Приступая к этому, мы должны попытаться избежать ловушки, в которую часто попадают историки: мы не должны допустить, чтобы успехи монгольского оружия и монгольской стратегии возобладали под критическим осмыслением исторических фактов. Ведь критик, становящийся подобострастным историком не может служить ни истории, ни военному искусству. Имея дело с человеческими страстями, усилиями, чаяниями и надеждами, нужно всегда иметь в виду, что успех не всегда является результатом тщательного планирования, равно как и неудача не всегда может проистекать из обстоятельств, над которыми совершенно невозможен контроль и против которых бессильно любое предвидение.
Слишком часто единственным критерием, по которому оценивают солдата, является конечный успех того военного метода, которым он пользуется на войне, таким образом конечный результат становится мерилом величия солдата. «Его план удался, — говорит историк, — и потому мы видим в нем гения». Конечно, в военном, как и любом другом искусстве, работа подлинного мастера всегда основывается на его собственных заслугах, но в реальной войне бывает очень трудно провести грань между успехами заслуженными и вызванными внешними, привходящими обстоятельствами. Сравнения в этой сфере очень сложны, зачастую ошибочны, а иногда и неуместны. Слагающие факторы успеха разнятся от кампании к кампании, от похода к походу. Политические, экономические, социальные условия ведения войны, ее причины, география места, качество и количество военных материалов и людей, имеющих с ними дело, никогда не бывают одними и теми же, не позволяя и нам быстро делать поверхностные сравнения и проводить ложные параллели. Иначе говоря, не всегда лучший или считающийся таковым воин или полководец выходит победителем из благоприятно для него начавшегося сражения.
Сражения при Заме и Ватерлоо — лишь два ярких примера этой печальной истины — ясно показывают, как полководцы, потерпевшие поражение, остались навсегда лучшими воинами своего времени и истории.
Когда анализируешь военные кампании Чингиз-хана, осторожность дважды необходима, ибо военный историк и аналитик сталкивается с человеком, который начал свою карьеру беглецом и главой шайки разбойников, а закончил ее величайшим завоевателем, которого когда-либо знал мир.

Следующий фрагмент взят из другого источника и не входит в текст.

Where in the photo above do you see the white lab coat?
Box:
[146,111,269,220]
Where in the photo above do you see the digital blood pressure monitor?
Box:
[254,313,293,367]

В кампаниях Чингиз-хана против северного Китая проявляются два фактора первостепенной важности, которые всегда нужно иметь в виду. Первый фактор — это слабая боеспособность китайских войск, позволившая монголам пойти на риск, грозивший обернуться для них катастрофой в том случае, если бы им противостояли боеспособные части. Речь идет об их отважных и очень глубоких рейдах в тыл врага. Второй фактор — это отсутствие всяких линий коммуникаций, иначе, строго говоря, определенных путей передвижения и снабжения монгольских войск, потому что отсутствие легкоуязвимых военных баз, пунктов сосредоточения и концентрации, а также постоянно охраняемых и наблюдаемых путей сообщения снимало немалый груз забот с плеч как главнокомандующего, так и его подчиненных. Линия Великой Китайской стены была для монголов тем же, что побережье вражеского государства с многочисленными гаванями для флота, обладающего полным контролем над морскими просторами. Именно так монголы владели степью и могли наносить удары где угодно и когда угодно и, даже будучи разгромленными, им стоило лишь отступить в северном направлении, чтобы полностью и очень легко обезопасить себя от преследования.
Кроме этого следует отметить, что полная свобода от каких-либо коммуникаций позволяла широко разбросанной и зачастую совсем не связанной единым командованием армии эффективно выполнять поставленную перед ней задачу. Такой пример широкого распыления сил с полным сохранением их боеспособности в военной истории уникален.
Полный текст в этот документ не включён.